3. Semi-publieke sector
De sector wordt semi-publiek genoemd omdat het in aanleg private goederen of diensten zijn die niettemin publiek worden geproduceerd. Inkomensherverdeling is vaak de reden voor overheidsbemoeienis, bijvoorbeeld in de zorg, het onderwijs, de woningbouw en de sociale voorzieningen. Gezien de grote maatschappelijke belangen, de talrijke knelpunten op die beleidsterreinen en de toenemende behoefte aan marktprikkels, vormen de semi-publieke diensten een voor de hand liggend speerpunt van mededingingsbeleid voor het komende kabinet.
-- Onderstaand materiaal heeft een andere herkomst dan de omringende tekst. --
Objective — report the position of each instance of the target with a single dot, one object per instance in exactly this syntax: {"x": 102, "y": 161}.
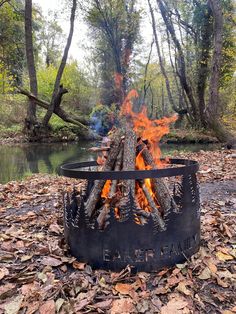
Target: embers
{"x": 123, "y": 240}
Hoofdpunten daarbij zijn:
- doelen operationaliseren en meetbaar maken;
- experimenteren met creatieve manieren om managers te prikkelen tot een effectieve en efficiënte dienstverlening;
- herverdelingsdoelen zien te realiseren met minder verlies van efficiëntie.
Enige beleidsdossiers in de komende kabinetsperiode: stelselherziening zorg; wegnemen toetredingsbelemmeringen medische beroepen; kinderopvang; vraagsturing in het onderwijs; prestatiebeloning in het basis- en voortgezet onderwijs.
4. Mededingingswet
De nieuwe, op Europese leest geschoeide Mededingingswet berust op drie pijlers: kartelverbod, concentratietoezicht; en misbruik van economische machtspositie. De Nederlandse Mededingingsautoriteit (NMa) houdt hierop sinds 1998 toezicht, en lijkt hierbij op het goede pad te zijn.
Uitdaging voor het nieuwe kabinet: beter instrumentarium ontwikkelen om oligopolies aan te pakken, bijvoorbeeld door het direct strafbaar stellen van het (ernstig) belemmeren van de concurrentie (substantial lessening of competition), zodat hiervoor geen omwegen meer hoeven te worden bewandeld.